Midsoles are one of the most popular shoe parts to be 3D printed so far. Using materials such as Thermoplastic Polyurethane (TPU), the parts are designed for maximum strength, flexibility and durability to improve shock absorption and elasticity. Adidas has notably used AM to create running shoes for its mesh midsoles for its Futurecraft 4D shoes. The structure of the midsole has been designed to promote responsive cushioning, shock absorption and rebound. According to Adidas, “the midsole is designed to compress forward under load and counteract mechanical forces while providing a unique gliding feel to our runners.”
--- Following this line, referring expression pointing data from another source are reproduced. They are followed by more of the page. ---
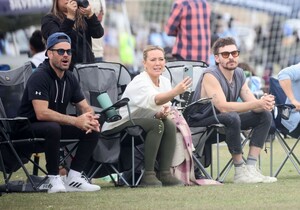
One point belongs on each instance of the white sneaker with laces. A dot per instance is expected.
(80, 184)
(55, 184)
(256, 172)
(242, 175)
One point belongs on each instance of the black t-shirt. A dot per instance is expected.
(45, 85)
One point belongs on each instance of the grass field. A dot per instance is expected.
(283, 194)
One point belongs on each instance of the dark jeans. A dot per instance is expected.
(53, 132)
(235, 122)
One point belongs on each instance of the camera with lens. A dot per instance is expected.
(82, 3)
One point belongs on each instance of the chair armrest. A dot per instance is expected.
(200, 101)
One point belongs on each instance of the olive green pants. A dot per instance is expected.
(160, 141)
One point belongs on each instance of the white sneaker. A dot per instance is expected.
(242, 175)
(55, 184)
(256, 172)
(80, 184)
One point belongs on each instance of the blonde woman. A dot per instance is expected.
(150, 95)
(76, 19)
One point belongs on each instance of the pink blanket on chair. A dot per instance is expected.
(183, 165)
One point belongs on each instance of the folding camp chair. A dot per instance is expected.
(282, 111)
(175, 71)
(107, 77)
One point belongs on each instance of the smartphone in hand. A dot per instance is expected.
(188, 71)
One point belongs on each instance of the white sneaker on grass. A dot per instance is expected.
(80, 184)
(55, 184)
(242, 175)
(256, 172)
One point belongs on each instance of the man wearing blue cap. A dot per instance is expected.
(48, 92)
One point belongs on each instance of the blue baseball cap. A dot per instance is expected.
(55, 38)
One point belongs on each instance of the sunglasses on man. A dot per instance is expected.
(226, 54)
(62, 51)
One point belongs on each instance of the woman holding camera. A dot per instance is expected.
(76, 19)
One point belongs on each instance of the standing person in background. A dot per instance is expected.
(99, 8)
(189, 21)
(76, 19)
(37, 49)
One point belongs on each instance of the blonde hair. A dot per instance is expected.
(150, 48)
(79, 21)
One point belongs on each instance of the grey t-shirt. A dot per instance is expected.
(231, 91)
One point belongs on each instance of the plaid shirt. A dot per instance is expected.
(189, 21)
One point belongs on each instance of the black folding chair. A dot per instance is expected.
(282, 111)
(110, 154)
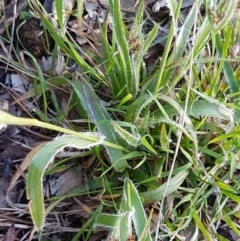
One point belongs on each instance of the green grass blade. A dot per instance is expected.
(174, 184)
(98, 113)
(120, 37)
(200, 226)
(39, 164)
(139, 217)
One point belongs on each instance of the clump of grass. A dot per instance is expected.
(170, 135)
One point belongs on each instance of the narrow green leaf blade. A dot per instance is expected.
(175, 183)
(39, 164)
(98, 113)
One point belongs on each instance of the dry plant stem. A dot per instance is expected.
(8, 119)
(182, 121)
(12, 32)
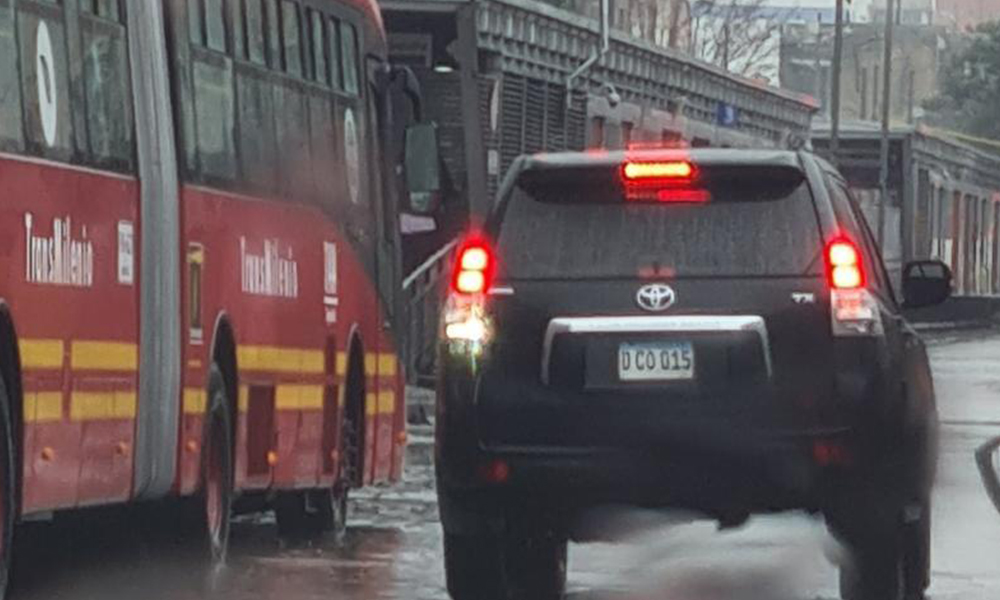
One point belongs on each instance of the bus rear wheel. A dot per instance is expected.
(216, 495)
(7, 491)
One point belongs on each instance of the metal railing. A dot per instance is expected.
(424, 292)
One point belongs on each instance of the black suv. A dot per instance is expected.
(711, 330)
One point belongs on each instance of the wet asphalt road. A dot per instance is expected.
(393, 547)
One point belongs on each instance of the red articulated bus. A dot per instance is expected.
(200, 264)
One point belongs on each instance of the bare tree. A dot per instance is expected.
(742, 36)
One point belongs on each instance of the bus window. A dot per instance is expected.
(256, 52)
(215, 25)
(349, 48)
(291, 38)
(336, 71)
(107, 93)
(256, 132)
(10, 108)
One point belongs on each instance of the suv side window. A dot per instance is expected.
(853, 220)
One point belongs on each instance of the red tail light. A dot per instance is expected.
(844, 265)
(474, 268)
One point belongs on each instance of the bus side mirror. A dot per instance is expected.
(422, 164)
(926, 283)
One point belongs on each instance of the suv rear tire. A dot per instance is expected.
(510, 566)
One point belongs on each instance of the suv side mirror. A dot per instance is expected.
(423, 168)
(926, 283)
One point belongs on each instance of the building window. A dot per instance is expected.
(597, 126)
(254, 16)
(215, 25)
(336, 69)
(349, 48)
(319, 47)
(291, 30)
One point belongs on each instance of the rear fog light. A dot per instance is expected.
(831, 454)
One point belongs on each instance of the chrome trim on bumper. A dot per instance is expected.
(657, 324)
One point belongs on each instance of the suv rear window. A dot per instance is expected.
(565, 226)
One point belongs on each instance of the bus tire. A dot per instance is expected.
(8, 495)
(216, 489)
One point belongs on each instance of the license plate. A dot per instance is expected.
(663, 361)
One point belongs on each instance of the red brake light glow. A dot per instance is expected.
(667, 170)
(662, 181)
(474, 268)
(844, 263)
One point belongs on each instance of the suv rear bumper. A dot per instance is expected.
(771, 477)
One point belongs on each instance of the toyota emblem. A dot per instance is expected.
(655, 297)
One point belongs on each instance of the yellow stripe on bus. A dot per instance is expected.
(41, 354)
(88, 355)
(194, 401)
(386, 403)
(95, 406)
(298, 397)
(278, 359)
(387, 365)
(42, 407)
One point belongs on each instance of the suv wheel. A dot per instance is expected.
(490, 567)
(875, 539)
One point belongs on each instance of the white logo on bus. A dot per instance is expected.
(268, 273)
(352, 155)
(330, 300)
(58, 259)
(46, 75)
(126, 253)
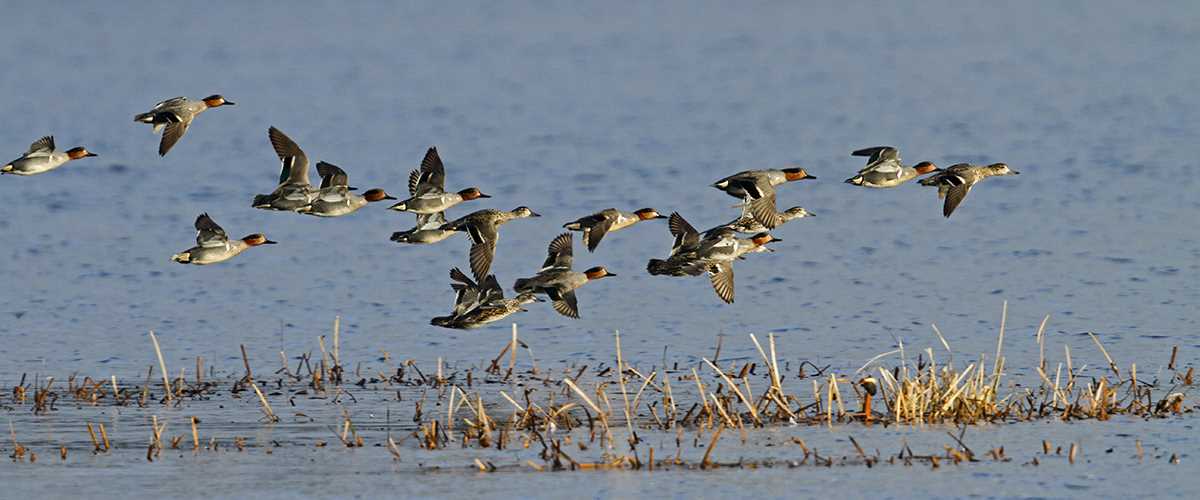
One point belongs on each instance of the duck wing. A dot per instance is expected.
(208, 233)
(559, 253)
(295, 162)
(592, 235)
(687, 236)
(331, 175)
(491, 290)
(877, 154)
(565, 303)
(43, 146)
(169, 103)
(721, 275)
(468, 293)
(763, 210)
(481, 255)
(954, 196)
(431, 176)
(174, 131)
(430, 221)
Nike also began working with the technology in 2013, producing a 3D-printed plate for its Vapor Laser Talon football boots, and in 2014 used Selective Laser Sintering (or SLS, a form of 3D printing that sinters small polymer particles to form a strong structure) for its Vapor HyperAgility Cleat, allowing for maximum speed and traction on the soccer field.
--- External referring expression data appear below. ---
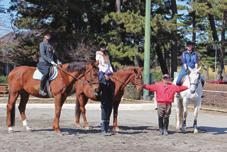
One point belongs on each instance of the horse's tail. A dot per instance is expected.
(181, 109)
(77, 108)
(13, 115)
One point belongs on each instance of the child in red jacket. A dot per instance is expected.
(165, 92)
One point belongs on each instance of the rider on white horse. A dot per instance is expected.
(189, 59)
(165, 92)
(194, 93)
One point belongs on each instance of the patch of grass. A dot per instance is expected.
(3, 79)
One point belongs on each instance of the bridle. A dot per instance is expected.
(196, 84)
(135, 82)
(80, 76)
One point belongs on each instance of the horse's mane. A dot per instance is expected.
(131, 68)
(76, 66)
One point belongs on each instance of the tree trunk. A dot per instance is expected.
(174, 48)
(193, 26)
(220, 54)
(161, 59)
(118, 6)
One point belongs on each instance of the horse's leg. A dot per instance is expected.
(11, 110)
(77, 114)
(115, 114)
(22, 107)
(58, 105)
(83, 101)
(197, 105)
(177, 104)
(185, 113)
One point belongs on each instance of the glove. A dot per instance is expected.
(53, 63)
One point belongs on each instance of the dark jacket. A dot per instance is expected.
(46, 56)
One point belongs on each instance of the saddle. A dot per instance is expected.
(37, 75)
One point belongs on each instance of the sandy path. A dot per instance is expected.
(138, 133)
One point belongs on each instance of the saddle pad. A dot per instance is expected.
(38, 75)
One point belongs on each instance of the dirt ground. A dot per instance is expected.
(215, 99)
(138, 133)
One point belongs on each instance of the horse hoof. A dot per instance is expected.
(28, 128)
(196, 131)
(77, 125)
(10, 130)
(116, 129)
(86, 127)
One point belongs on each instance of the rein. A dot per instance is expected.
(124, 84)
(197, 82)
(79, 78)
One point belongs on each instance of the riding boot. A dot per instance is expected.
(166, 125)
(105, 128)
(42, 85)
(160, 124)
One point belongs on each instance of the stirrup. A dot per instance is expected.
(42, 93)
(178, 95)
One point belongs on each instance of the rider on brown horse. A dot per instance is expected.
(47, 58)
(106, 85)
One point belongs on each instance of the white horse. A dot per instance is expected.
(194, 93)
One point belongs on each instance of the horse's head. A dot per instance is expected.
(91, 77)
(194, 79)
(137, 78)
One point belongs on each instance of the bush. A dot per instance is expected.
(3, 79)
(131, 92)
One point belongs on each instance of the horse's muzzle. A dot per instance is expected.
(192, 91)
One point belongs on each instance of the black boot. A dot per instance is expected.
(42, 85)
(105, 128)
(166, 125)
(160, 124)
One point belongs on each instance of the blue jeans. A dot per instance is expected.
(182, 73)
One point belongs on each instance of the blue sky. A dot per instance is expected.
(5, 25)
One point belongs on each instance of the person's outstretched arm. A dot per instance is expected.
(151, 87)
(180, 88)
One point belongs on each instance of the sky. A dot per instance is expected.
(5, 22)
(5, 25)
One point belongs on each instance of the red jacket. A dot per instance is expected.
(164, 92)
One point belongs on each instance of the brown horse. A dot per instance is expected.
(120, 79)
(21, 83)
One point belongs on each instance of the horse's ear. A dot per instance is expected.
(190, 69)
(140, 68)
(135, 70)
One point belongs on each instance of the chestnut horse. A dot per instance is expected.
(21, 83)
(120, 79)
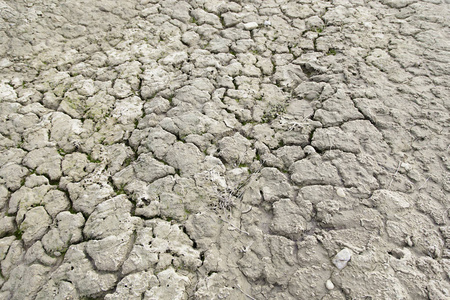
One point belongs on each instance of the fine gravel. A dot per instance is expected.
(212, 149)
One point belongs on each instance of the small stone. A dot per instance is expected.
(406, 166)
(329, 284)
(340, 192)
(250, 25)
(342, 258)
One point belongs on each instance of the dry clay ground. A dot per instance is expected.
(206, 149)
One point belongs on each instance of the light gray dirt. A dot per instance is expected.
(209, 149)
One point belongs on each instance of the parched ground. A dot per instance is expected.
(254, 149)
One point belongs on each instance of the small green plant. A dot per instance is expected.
(121, 190)
(96, 161)
(61, 152)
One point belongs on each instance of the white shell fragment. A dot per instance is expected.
(250, 25)
(340, 192)
(342, 258)
(329, 284)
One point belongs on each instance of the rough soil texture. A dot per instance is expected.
(254, 149)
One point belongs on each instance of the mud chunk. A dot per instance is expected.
(288, 219)
(236, 150)
(314, 170)
(66, 230)
(109, 253)
(149, 169)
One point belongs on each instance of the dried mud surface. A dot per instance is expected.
(224, 149)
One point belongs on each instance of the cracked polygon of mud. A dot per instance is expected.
(163, 149)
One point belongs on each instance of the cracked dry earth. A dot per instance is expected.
(224, 149)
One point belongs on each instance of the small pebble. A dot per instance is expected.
(340, 192)
(406, 166)
(342, 258)
(250, 25)
(329, 284)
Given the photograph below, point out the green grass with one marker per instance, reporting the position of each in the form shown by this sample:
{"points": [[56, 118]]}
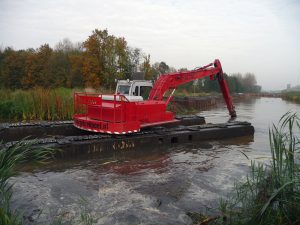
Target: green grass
{"points": [[292, 96], [37, 104], [271, 192], [10, 158]]}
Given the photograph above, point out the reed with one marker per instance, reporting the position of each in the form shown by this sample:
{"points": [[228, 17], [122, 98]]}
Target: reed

Sports equipment for Paralympic athletes

The great customization possibilities of 3D printing have also helped in the field of sports equipment for Paralympians. During the 2012 Paralympic Games, 3D printed seats for wheelchairs were used for the first time in basketball competitions. To achieve optimal design, exact measurements of an athlete’s body were taken to tailor the seat design to precise specifications. Lightweight wheelchairs and bespoke prostheses have also been produced, as well as artificial limbs to meet the specific needs of each player.

Safety sports equipment

By their very nature, all sports test the limits of human physical abilities, so safety plays an important role, and 3D printing is starting to do that as well. Helmets are an essential form of safety equipment in games such as American football, rugby, cycling, water sports and many more. The use of 3D-printed mesh structures proves particularly useful in providing greater comfort and better distribution of pressure during impacts. Likewise, mouth guards can be printed using video scans of the upper jaw for a precise fit, and shin guards also make their mark. In 2016, Austrian company Zweikampf produced the world’s first mass-printed shin guards which have been dubbed as one of the most technically advanced shin guards ever produced. Weighing just 75g with a thickness of 7mm, they are custom printed to a player’s unique shin scan and are designed with a Y-pattern on the front of the pad, which distributes the impact across the pad shell for high impact protection.

Personalization of sports equipment

Not only is 3D printing effective for security, but it also opens the door to wider possibilities when it comes to customization. A new case, a new specialized logo or a new color are all possible. But customization isn’t just about style. You can also customize sports equipment such as golf clubs and tennis rackets to improve grip and performance. For example, golf clubs can now be produced quickly using metal 3D printing. There are many variables when it comes to the characteristics of a golf club: angle, groove design and weight all play a role. With the ability to rapidly produce prototypes with AM, various iterations can be achieved, ultimately leading to greater potential for experimentation and innovation.

Conclusion

The sports industry, like any other, will always be looking for ways to improve results, be it safety, performance or comfort. But that’s not just where 3D printing helps. With the universal capabilities of additive manufacturing technology, sports brands, businesses, and anyone associated with producing products for industry will be able to reap the benefits of durability and affordability, faster lead times, and the convenience of on-site printing in the future. For 3D printing, the kickoff has only just begun.